The Strangler Pipeline introduced a Repeatable Reliable Process for start/stop, deployment, and database migration

Previous entries in the Strangler Pipeline series:

  1. The Strangler Pipeline – Introduction

To start our Continuous Delivery journey at Sky Network Services, we created a cross-team working group and identified the following challenges:

  • Slow platform build times. Developers used brittle, slow Maven/Ruby scripts to construct platforms of applications
  • Different start/stop methods. Developers used a Ruby script to start/stop individual applications, server administrators used a Perl script to start/stop platforms of applications
  • Different deployment methods. Developers used a Ruby script to deploy applications, server administrators used a Perl script to deploy platforms of applications driven by a Subversion tag
  • Different database migration methods. Developers used Maven to migrate applications, database administrators used a set of Perl scripts to migrate platforms of applications driven by the same Subversion tag

As automated release management is not our core business function, we initially examined a number of commercial and open-source off-the-shelf products such as ThoughtWorks GoLinkedIn GluAnt Hill Pro, and Jenkins. However, despite identifying Go as an attractive option we reluctantly decided to build a custom pipeline. As our application estate already consisted of ~30 applications, we were concerned that the migration cost of introducing a new release management product would be disproportionately high. Furthermore, a well-established Continuous Integration solution of Artifactory Pro and a 24-agent TeamCity build farm was in situ, and to recommend discarding such a large financial investment with no identifiable upfront value would have been professional irresponsibility bordering upon consultancy. We listened to Bodart’s Law and reconciled ourselves to building a low-cost, highly scalable pipeline capable of supporting our applications in order of business and operational value.

With trust between Development and Operations at a low ebb, our first priority was to improve platform build times. With Maven used to build and release the entire application estate, the use of non-unique snapshots in conjunction with the Maven Release plugin meant that a platform build could take up to 60 minutes, recompiled the application binaries, and frequently failed due to transitive dependencies. To overcome this problem we decreed that using the Maven Release plugin violated Build Your Binaries Only Once, and we placed Maven in a bounded CI context of clean-verify.
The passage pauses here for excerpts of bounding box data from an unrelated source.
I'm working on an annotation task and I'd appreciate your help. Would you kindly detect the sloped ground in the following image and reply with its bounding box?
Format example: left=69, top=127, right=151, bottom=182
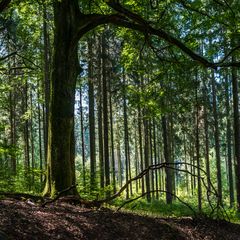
left=0, top=199, right=240, bottom=240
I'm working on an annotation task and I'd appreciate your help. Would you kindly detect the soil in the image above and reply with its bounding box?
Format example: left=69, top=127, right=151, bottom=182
left=0, top=199, right=240, bottom=240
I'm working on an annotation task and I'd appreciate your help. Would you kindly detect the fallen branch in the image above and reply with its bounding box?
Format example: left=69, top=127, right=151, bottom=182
left=41, top=184, right=78, bottom=207
left=117, top=190, right=197, bottom=217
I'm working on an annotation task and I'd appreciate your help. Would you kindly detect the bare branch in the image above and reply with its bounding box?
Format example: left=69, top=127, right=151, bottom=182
left=0, top=0, right=11, bottom=13
left=0, top=51, right=17, bottom=61
left=117, top=190, right=197, bottom=217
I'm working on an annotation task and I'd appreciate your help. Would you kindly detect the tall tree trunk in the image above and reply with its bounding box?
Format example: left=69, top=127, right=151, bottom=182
left=203, top=82, right=211, bottom=192
left=138, top=106, right=145, bottom=194
left=211, top=72, right=222, bottom=203
left=123, top=73, right=130, bottom=199
left=44, top=0, right=80, bottom=196
left=109, top=81, right=116, bottom=193
left=97, top=37, right=104, bottom=188
left=30, top=89, right=35, bottom=188
left=102, top=34, right=110, bottom=191
left=232, top=34, right=240, bottom=212
left=79, top=86, right=86, bottom=187
left=37, top=82, right=43, bottom=184
left=195, top=88, right=202, bottom=212
left=225, top=71, right=234, bottom=207
left=162, top=116, right=173, bottom=204
left=88, top=38, right=96, bottom=190
left=43, top=4, right=51, bottom=164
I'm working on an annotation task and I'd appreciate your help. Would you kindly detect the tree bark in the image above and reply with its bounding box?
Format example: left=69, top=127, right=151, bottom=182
left=44, top=0, right=80, bottom=197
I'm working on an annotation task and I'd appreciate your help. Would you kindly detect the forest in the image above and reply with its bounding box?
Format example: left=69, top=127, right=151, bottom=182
left=0, top=0, right=240, bottom=240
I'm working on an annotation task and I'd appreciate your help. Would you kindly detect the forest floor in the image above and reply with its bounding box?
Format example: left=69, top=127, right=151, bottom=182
left=0, top=199, right=240, bottom=240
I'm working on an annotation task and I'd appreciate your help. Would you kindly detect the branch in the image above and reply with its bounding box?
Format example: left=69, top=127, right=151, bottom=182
left=0, top=51, right=17, bottom=61
left=0, top=0, right=11, bottom=13
left=117, top=190, right=197, bottom=217
left=179, top=0, right=229, bottom=27
left=41, top=184, right=77, bottom=207
left=104, top=0, right=240, bottom=69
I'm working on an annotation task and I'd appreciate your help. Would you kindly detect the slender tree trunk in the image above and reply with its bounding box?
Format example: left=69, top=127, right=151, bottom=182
left=162, top=116, right=173, bottom=204
left=153, top=120, right=159, bottom=199
left=79, top=86, right=86, bottom=188
left=43, top=4, right=51, bottom=164
left=98, top=38, right=104, bottom=188
left=102, top=34, right=110, bottom=190
left=37, top=82, right=43, bottom=186
left=232, top=34, right=240, bottom=212
left=211, top=72, right=222, bottom=203
left=203, top=82, right=211, bottom=189
left=123, top=73, right=130, bottom=199
left=138, top=106, right=145, bottom=194
left=225, top=72, right=234, bottom=207
left=30, top=89, right=35, bottom=185
left=88, top=38, right=96, bottom=190
left=143, top=119, right=151, bottom=202
left=195, top=89, right=202, bottom=212
left=109, top=81, right=116, bottom=193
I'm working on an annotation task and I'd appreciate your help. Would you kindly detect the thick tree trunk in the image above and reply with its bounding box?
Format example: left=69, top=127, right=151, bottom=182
left=44, top=0, right=80, bottom=196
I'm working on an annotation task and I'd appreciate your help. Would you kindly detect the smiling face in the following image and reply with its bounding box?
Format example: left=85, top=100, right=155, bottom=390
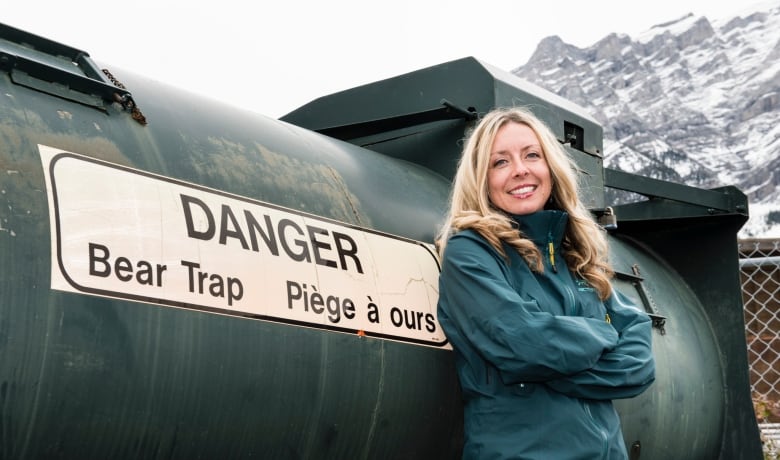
left=487, top=122, right=552, bottom=215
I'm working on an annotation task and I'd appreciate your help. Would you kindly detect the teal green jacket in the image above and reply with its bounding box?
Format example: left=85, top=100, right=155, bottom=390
left=438, top=211, right=655, bottom=460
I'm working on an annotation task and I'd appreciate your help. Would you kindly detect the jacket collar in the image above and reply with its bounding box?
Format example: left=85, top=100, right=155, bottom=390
left=510, top=209, right=569, bottom=246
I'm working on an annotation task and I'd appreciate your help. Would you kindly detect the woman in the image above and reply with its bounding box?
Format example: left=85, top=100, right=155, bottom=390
left=437, top=108, right=655, bottom=459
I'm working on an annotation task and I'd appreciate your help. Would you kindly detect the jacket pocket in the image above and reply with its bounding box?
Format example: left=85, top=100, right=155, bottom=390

Standalone application binaries were built at fixed versions using the Axel Fontaine solution, and a custom Ant script was written to transform Maven snapshots into releasable artifacts. As a result of these changes platform build times shrank from 60 minutes to 10 minutes, improving release cadence and restoring trust between Development and Operations.

In the meantime, some of our senior Operations staff had been drawing up a new process for starting/stopping applications. While the existing release procedure of deploy -> stop -> migrate -> set current version -> start was compatible with the Decouple Deployment From Release principle, the start/stop scripts used by Operations were coupled to Apache Tomcat wrapper scripts due to prior use. The Operations team were aware that new applications were being developed for Jetty and Java Web Server, and collectively it was acknowledged that the existing model left Operations in the undesirable state of Responsibility Without Authority. To resolve this Operations proposed that all future application binaries should be ZIP archives containing zero-parameter start and stop shell scripts, and this became the first version of our Binary Interface. This strategy empowered Development teams to choose whichever technology was most appropriate to solve business problems, and decoupled Operations teams from knowledge of different start/stop implementations.

Although the Binary Interface proved over time to be successful, the understandable desire to decommission the Perl deployment scripts meant that early versions of the Binary Interface also called for deployment, database migration, and symlinking scripts to be provided in each ZIP archive. It was successfully argued that this conflated the need for binary-specific start/stop policies with application-neutral deploy/migrate policies, and as a result the latter responsibilities were earmarked for our pipeline.

Implementing a cross-team plan of action for database migration has proven far more challenging. The considerable amount of customer-sensitive data in our Production databases encouraged risk aversion, and there was a sizeable technology gap. Different Development teams used different Maven plugins and database administrators used a set of unfathomable Perl scripts run from a Subversion tag. That risk aversion and gulf in knowledge meant that a cross-team migration strategy was slow to emerge, and its implementation remains in progress. However, we did experience a Quick Win and resolve the insidious Subversion coupling when a source code move in Subversion caused an unnecessary database migration failure. A pipeline stage was introduced to deliver application SQL from Artifactory to the Perl script source directories on the database servers. While this solution did not provide full database migration, it resolved an immediate problem for all teams and better positioned us for full database migration at a later date.

With the benefit of hindsight, it is clear that the above tooling discrepancies, disparate release processes, and communications issues were rooted in Development and Operations historically working in separate silos, as forewarned by Conway’s Law. These problems were solved by Development and Operations teams coming together to create and implement cross-team policies, and this formed a template for future co-operation on the Strangler Pipeline.